林宏满挠头傻笑,“太高兴了,激动,昨儿个你也没跟我说啊。”

“怎么说?大半夜才到家。”钱春花埋怨道,最让她不高兴的是小外孙差点让狗咬到,林宏满也没赶回来,只是打了几个电话。

林宏满连连道歉,“这些天所里案子多,实在抽不开身,光是我一个人,就接手了两个失踪案,丢的都是小孩子,一个和年年差不多大,一个也就六七岁,光天化日之下,让拍花子从家长手里抢走了。”

“这么猖狂吗?”钱春花往主卧方向看一眼,“俩孩子不会是一拨人抢走的吧?”

“据家长描述,大差不差,都是开着面包车,抢了孩子就跑,两条腿哪能追得上四个轱辘。

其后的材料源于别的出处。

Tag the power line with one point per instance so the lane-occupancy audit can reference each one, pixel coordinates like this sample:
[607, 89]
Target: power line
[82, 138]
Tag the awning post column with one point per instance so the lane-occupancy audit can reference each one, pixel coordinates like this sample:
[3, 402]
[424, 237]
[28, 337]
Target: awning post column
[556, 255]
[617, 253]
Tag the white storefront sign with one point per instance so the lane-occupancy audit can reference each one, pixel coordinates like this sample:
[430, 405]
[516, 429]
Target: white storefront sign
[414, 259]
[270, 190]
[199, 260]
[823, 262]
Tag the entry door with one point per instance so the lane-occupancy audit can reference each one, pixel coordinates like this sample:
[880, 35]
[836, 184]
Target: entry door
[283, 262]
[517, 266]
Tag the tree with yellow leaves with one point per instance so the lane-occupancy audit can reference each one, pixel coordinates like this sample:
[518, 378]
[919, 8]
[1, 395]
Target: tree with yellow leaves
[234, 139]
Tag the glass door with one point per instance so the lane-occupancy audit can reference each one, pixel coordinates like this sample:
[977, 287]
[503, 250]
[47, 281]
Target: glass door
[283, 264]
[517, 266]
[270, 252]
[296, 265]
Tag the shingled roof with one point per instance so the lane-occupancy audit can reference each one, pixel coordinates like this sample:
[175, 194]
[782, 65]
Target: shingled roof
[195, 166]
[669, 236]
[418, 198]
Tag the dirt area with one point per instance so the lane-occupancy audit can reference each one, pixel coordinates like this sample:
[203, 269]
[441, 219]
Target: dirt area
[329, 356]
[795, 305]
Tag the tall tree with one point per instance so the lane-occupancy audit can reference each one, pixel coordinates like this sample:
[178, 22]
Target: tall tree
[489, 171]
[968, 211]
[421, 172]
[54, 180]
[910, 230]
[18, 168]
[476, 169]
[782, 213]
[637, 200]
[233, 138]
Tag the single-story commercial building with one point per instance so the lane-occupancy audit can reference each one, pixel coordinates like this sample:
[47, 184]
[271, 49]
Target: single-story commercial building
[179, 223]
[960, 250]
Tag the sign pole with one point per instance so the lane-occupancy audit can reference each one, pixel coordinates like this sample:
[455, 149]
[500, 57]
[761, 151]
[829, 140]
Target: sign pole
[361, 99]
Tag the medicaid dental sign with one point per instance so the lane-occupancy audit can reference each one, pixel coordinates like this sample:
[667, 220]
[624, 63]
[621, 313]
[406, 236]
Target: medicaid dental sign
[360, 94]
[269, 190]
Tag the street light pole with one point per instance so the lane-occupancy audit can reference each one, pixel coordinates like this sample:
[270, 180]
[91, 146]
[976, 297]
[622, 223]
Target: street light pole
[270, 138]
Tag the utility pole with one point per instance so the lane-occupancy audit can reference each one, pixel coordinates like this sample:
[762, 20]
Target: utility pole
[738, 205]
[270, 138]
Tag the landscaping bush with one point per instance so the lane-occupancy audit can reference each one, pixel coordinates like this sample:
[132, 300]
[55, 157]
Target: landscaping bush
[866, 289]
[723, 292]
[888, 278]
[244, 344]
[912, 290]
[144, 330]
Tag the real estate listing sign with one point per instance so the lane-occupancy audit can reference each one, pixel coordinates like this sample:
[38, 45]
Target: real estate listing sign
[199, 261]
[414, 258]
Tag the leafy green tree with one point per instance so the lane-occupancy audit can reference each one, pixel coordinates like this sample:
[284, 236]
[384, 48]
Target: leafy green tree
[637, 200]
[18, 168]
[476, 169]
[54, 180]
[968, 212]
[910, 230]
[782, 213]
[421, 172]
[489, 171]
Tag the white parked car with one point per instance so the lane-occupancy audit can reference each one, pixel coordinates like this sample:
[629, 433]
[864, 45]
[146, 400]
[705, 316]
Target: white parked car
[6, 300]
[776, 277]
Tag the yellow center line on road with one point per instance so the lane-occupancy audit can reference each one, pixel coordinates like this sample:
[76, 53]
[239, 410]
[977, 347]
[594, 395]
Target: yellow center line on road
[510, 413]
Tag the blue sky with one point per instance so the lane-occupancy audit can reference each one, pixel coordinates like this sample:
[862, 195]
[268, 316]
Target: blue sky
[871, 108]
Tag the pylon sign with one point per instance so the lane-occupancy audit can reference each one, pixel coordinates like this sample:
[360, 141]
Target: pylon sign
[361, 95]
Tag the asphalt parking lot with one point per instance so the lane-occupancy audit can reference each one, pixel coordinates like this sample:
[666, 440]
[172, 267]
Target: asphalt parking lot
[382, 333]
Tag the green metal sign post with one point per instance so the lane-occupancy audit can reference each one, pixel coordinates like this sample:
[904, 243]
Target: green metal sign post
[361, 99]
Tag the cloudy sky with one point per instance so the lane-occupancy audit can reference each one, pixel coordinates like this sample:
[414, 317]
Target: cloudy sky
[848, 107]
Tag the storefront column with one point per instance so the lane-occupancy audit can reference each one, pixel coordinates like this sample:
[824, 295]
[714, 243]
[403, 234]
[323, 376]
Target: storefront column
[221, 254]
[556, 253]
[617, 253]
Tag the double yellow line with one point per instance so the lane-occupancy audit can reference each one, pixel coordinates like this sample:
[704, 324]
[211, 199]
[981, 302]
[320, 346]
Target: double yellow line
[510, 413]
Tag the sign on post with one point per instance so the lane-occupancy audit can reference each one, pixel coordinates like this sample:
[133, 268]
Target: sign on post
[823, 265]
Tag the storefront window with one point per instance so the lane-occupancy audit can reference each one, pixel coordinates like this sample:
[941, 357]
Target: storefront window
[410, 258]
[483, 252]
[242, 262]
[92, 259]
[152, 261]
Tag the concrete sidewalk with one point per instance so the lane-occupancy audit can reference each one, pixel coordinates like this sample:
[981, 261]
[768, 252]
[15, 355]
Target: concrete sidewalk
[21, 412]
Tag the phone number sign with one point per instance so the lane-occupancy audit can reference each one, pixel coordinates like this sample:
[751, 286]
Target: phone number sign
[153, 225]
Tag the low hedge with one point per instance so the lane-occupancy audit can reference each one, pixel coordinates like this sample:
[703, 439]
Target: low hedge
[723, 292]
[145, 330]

”林宏满叹气,“这种案子最棘手,拍花子早就联系好了买家,孩子一到手就连夜出售卖到外省,警察跑断腿也很难追回来。”

“快别再说了,听得我心惊胆战,”钱春花小声嘀咕,“以后还是就在小区遛娃好了,不往外面跑,看那些拍花子怎么进来抢。”

小外孙是闺女的命根子,当真出了事,她就算配上老命也交代不了。

见老伴紧张,林宏满忙安慰:“我们小乖乖从小就是小福星,这种事肯定不会发生在她身上。”

“小心使得万年船,”钱春花看了眼丈夫的手表,“都八点了,快去叫你闺女起来,领证明明是两个人的事,就小顾一个人着急,你闺女心也真的够大的。”

林宏满开玩笑道:“一回生二回熟嘛,子君毕竟有经验……”

“你可闭嘴吧,什么话都往外说。”钱春花没好气地拍他一下。

她爸来敲门,林子君翻过身还想继续睡,听到她爸说小顾已经来了,她这才想起今天要和顾云舟去领证。

一个鲤鱼打挺从床上弹起来,跳下床打开衣柜找衣服。

小时年醒了,看到妈妈在钻衣柜,以为要和她躲猫猫,可兴奋了,从床上扒下去,光着脚丫子跑去抱住妈妈的小腿,并探出小脑袋往上望,奶声奶气地“喵——”

林子君笑嘻嘻地揉揉闺女炸开的小卷毛,“年年乖,先出去和姥爷还有叔叔玩,妈妈先换衣服。”

小时年和其他小朋友一样。

小小年纪,她什么都不能干,但她能让你什么都干不了。

小时年一听叔叔来了,眼睛一亮,欢呼着跑去门口,踮起脚奋力地打开门,一出房间,看到坐在客厅的顾云舟,她把小手臂张得最开,几乎要背到身后,像两只小翅膀一样飞向了顾云舟,大喊:“苏苏苏苏……”

刚睡醒,脑子还不够清醒,说话平翘不分。